Environmental Health Monitors Water Safety for Swimmers

Warm weather is finally upon us and with that the start of the 2019 lake and beach season. Garrett County residents and visitors have access to five public beaches as well as two recreational water attractions. So what is the Health Department doing to keep these beachgoers safe? Environmental Health conducts two monitoring programs, one for the public and private beaches and another for Deep Creek Lake. These programs help provide a way to minimize exposure to potential risk.

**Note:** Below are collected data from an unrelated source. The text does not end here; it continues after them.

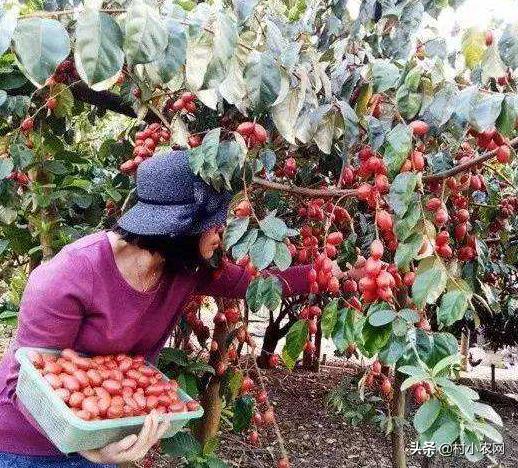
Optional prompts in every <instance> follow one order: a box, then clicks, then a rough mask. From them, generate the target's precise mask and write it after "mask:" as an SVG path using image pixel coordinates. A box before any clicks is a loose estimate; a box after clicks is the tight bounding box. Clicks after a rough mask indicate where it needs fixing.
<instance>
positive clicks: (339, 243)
mask: <svg viewBox="0 0 518 468" xmlns="http://www.w3.org/2000/svg"><path fill="white" fill-rule="evenodd" d="M343 240H344V235H343V234H342V233H341V232H340V231H335V232H332V233H330V234H329V235H328V236H327V242H328V243H329V244H331V245H340V244H341V243H342V242H343Z"/></svg>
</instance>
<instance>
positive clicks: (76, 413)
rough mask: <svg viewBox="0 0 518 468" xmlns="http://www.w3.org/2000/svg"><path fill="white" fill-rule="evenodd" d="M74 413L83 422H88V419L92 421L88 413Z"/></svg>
mask: <svg viewBox="0 0 518 468" xmlns="http://www.w3.org/2000/svg"><path fill="white" fill-rule="evenodd" d="M74 412H75V414H76V416H77V417H78V418H80V419H83V420H84V421H90V419H92V415H91V414H90V413H89V412H88V411H85V410H77V411H74Z"/></svg>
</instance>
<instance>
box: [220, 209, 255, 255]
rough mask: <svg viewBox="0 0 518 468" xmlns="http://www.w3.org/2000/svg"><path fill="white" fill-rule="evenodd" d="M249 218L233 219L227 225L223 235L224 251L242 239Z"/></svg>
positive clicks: (246, 227)
mask: <svg viewBox="0 0 518 468" xmlns="http://www.w3.org/2000/svg"><path fill="white" fill-rule="evenodd" d="M249 223H250V218H248V217H247V218H234V219H232V220H230V221H229V222H228V224H227V227H226V229H225V232H224V233H223V247H224V248H225V250H228V249H230V247H232V246H233V245H234V244H235V243H236V242H238V241H239V239H241V238H242V237H243V234H244V233H245V232H246V230H247V229H248V225H249Z"/></svg>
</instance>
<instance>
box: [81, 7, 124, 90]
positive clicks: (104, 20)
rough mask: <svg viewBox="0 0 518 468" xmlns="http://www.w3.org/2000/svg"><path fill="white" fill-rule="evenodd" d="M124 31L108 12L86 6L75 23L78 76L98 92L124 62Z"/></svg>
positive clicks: (107, 88)
mask: <svg viewBox="0 0 518 468" xmlns="http://www.w3.org/2000/svg"><path fill="white" fill-rule="evenodd" d="M122 42H123V39H122V31H121V29H120V27H119V25H118V24H117V22H116V21H115V20H114V19H113V18H112V17H111V16H110V15H108V14H107V13H103V12H99V11H95V10H91V9H88V8H87V9H86V10H85V11H84V12H83V13H82V14H81V15H80V16H79V19H78V21H77V25H76V41H75V48H74V49H75V50H74V57H75V62H76V68H77V71H78V73H79V76H80V77H81V79H82V80H83V81H85V82H86V83H87V84H88V85H89V86H90V87H91V88H92V89H94V90H95V91H101V90H104V89H108V88H109V87H110V86H111V85H112V84H113V82H112V81H113V80H109V78H114V80H116V79H117V78H118V74H119V72H120V71H121V70H122V65H123V64H124V51H123V50H122Z"/></svg>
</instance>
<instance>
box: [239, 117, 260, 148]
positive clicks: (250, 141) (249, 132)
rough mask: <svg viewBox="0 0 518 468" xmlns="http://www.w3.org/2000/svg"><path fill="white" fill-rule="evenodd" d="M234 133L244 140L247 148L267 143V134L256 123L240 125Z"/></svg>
mask: <svg viewBox="0 0 518 468" xmlns="http://www.w3.org/2000/svg"><path fill="white" fill-rule="evenodd" d="M236 132H237V133H239V134H240V135H241V136H242V137H243V138H244V139H245V141H246V144H247V146H248V148H254V147H255V146H259V145H263V144H264V143H266V142H267V141H268V132H267V131H266V130H265V128H264V127H263V126H262V125H260V124H258V123H254V122H243V123H240V124H239V125H238V127H237V128H236Z"/></svg>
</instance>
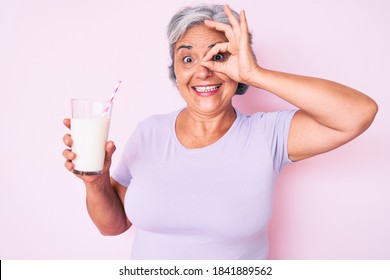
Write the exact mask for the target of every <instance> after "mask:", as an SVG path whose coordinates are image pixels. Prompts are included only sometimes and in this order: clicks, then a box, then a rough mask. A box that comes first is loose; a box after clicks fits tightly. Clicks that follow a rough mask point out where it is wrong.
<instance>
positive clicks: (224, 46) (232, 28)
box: [202, 5, 259, 85]
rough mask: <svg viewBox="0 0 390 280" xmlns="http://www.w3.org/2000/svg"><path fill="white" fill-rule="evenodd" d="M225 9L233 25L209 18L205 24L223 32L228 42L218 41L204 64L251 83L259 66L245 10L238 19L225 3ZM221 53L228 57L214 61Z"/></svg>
mask: <svg viewBox="0 0 390 280" xmlns="http://www.w3.org/2000/svg"><path fill="white" fill-rule="evenodd" d="M224 11H225V14H226V16H227V17H228V19H229V21H230V24H231V26H230V25H228V24H224V23H220V22H215V21H209V20H206V21H205V25H206V26H207V27H210V28H214V29H215V30H218V31H221V32H223V33H224V34H225V36H226V38H227V39H228V42H224V43H218V44H216V45H215V46H214V47H212V48H211V49H210V51H209V52H208V53H207V54H206V56H205V57H204V58H203V61H202V65H203V66H205V67H207V68H208V69H210V70H211V71H215V72H219V73H223V74H226V75H227V76H229V77H230V78H231V79H232V80H234V81H236V82H239V83H245V84H248V85H250V84H251V77H253V76H254V75H255V73H256V72H257V71H258V69H259V66H258V65H257V63H256V59H255V57H254V55H253V53H252V51H251V48H250V44H249V32H248V24H247V22H246V17H245V12H244V11H241V12H240V21H238V20H237V18H236V17H235V16H234V15H233V13H232V11H231V10H230V8H229V7H228V5H225V7H224ZM219 53H220V54H226V55H227V56H226V59H225V60H222V61H213V60H212V58H213V57H214V56H215V55H217V54H219Z"/></svg>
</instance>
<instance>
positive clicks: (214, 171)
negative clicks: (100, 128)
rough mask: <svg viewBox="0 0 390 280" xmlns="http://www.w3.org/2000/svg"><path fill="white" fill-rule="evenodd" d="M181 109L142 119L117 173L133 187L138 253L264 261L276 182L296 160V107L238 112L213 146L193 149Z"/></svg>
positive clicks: (199, 258)
mask: <svg viewBox="0 0 390 280" xmlns="http://www.w3.org/2000/svg"><path fill="white" fill-rule="evenodd" d="M179 112H180V111H177V112H173V113H170V114H166V115H156V116H152V117H149V118H148V119H146V120H144V121H143V122H141V123H140V124H139V125H138V126H137V128H136V129H135V131H134V133H133V135H132V136H131V137H130V139H129V141H128V143H127V145H126V148H125V150H124V153H123V155H122V157H121V159H120V161H119V164H118V166H117V167H116V169H115V170H114V172H113V174H112V177H113V178H114V179H115V180H116V181H117V182H119V183H120V184H121V185H123V186H128V190H127V193H126V197H125V211H126V214H127V216H128V218H129V219H130V221H131V222H132V224H133V226H135V227H136V237H135V240H134V243H133V252H132V258H133V259H204V260H205V259H221V260H222V259H266V258H267V257H268V222H269V219H270V216H271V209H272V202H273V192H274V184H275V181H276V179H277V176H278V174H279V172H280V170H281V169H282V168H283V166H285V165H286V164H287V163H290V162H291V161H290V160H289V159H288V154H287V139H288V131H289V127H290V123H291V119H292V117H293V115H294V113H295V111H293V110H291V111H279V112H272V113H256V114H253V115H251V116H245V115H243V114H241V113H240V112H238V111H237V110H236V112H237V118H236V120H235V121H234V123H233V125H232V126H231V128H230V129H229V130H228V131H227V132H226V134H225V135H224V136H223V137H221V138H220V139H219V140H218V141H217V142H215V143H214V144H212V145H210V146H207V147H204V148H199V149H188V148H186V147H184V146H183V145H182V144H181V143H180V142H179V140H178V139H177V137H176V132H175V122H176V117H177V115H178V114H179Z"/></svg>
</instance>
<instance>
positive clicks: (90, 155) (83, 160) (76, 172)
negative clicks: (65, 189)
mask: <svg viewBox="0 0 390 280" xmlns="http://www.w3.org/2000/svg"><path fill="white" fill-rule="evenodd" d="M107 104H108V102H107V101H95V100H85V99H72V100H71V105H72V119H71V133H72V139H73V144H72V152H74V153H75V154H76V158H75V159H74V160H73V164H74V169H73V173H75V174H79V175H100V174H102V172H103V165H104V157H105V152H106V142H107V137H108V131H109V129H110V120H111V111H112V103H111V104H109V105H107Z"/></svg>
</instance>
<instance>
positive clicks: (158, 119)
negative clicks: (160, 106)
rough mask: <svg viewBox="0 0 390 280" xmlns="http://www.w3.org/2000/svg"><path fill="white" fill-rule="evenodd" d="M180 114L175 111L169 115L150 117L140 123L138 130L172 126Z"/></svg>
mask: <svg viewBox="0 0 390 280" xmlns="http://www.w3.org/2000/svg"><path fill="white" fill-rule="evenodd" d="M177 114H178V111H174V112H171V113H167V114H156V115H152V116H149V117H147V118H145V119H144V120H142V121H141V122H139V124H138V128H139V129H141V130H143V129H147V130H149V129H156V128H161V127H164V128H166V126H170V125H171V124H172V122H173V121H174V120H175V118H176V116H177Z"/></svg>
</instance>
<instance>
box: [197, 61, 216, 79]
mask: <svg viewBox="0 0 390 280" xmlns="http://www.w3.org/2000/svg"><path fill="white" fill-rule="evenodd" d="M195 75H196V77H197V78H199V79H202V80H204V79H207V78H208V77H211V76H212V75H213V72H211V70H210V69H208V68H207V67H205V66H203V65H200V64H198V66H197V69H196V72H195Z"/></svg>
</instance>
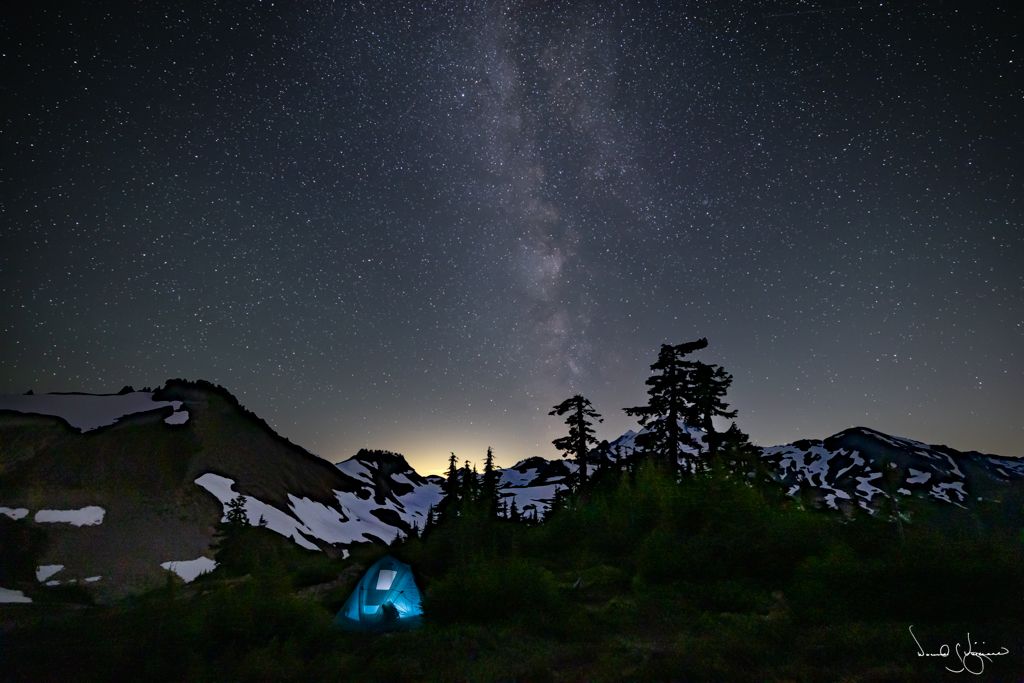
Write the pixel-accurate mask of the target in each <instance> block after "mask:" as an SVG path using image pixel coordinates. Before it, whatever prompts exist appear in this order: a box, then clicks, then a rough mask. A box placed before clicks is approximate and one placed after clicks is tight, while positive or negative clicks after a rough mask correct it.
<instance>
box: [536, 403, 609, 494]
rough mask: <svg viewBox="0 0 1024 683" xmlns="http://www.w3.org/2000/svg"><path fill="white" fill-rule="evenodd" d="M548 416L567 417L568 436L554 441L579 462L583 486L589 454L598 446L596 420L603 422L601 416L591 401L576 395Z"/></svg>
mask: <svg viewBox="0 0 1024 683" xmlns="http://www.w3.org/2000/svg"><path fill="white" fill-rule="evenodd" d="M548 415H557V416H563V415H564V416H566V418H565V424H566V425H567V426H568V428H569V433H568V435H566V436H560V437H558V438H556V439H555V440H553V441H552V443H554V444H555V447H556V449H558V450H559V451H563V452H565V454H566V455H567V456H572V457H573V458H575V461H577V466H578V468H577V476H575V479H577V483H578V485H582V484H584V483H586V481H587V453H588V452H589V451H590V446H591V445H596V444H597V438H595V437H594V420H597V422H603V420H602V419H601V415H600V414H599V413H598V412H597V411H595V410H594V405H593V404H592V403H591V402H590V399H589V398H587V397H586V396H583V395H581V394H575V395H574V396H572V397H570V398H566V399H565V400H563V401H562V402H560V403H558V405H555V407H554V408H553V409H552V410H551V412H550V413H548Z"/></svg>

Both of these programs include routine site assessments and testing for the presence of E. coli bacteria in order to advise the public of unsafe swimming conditions. E. coli is naturally occurring in the environment and found in all warm-blooded animals, including birds, and is an indicator of fecal contamination. While E. coli may or may not be harmful to your health, other organisms also associated with fecal contamination that can cause illness may also be present. You should expect these levels to rise after a heavy rain event or when migratory birds have settled onto the beach.

The State of Maryland has issued guidelines indicating what level of E. coli can present a risk to swimmers. During routine testing, if these levels are exceeded, signs will be posted on the beach to inform the public. To keep you and your family safe, Environmental Health recommends not swimming after a heavy rain event until the waters have cleared, shower after swimming, and try not to swallow beach water.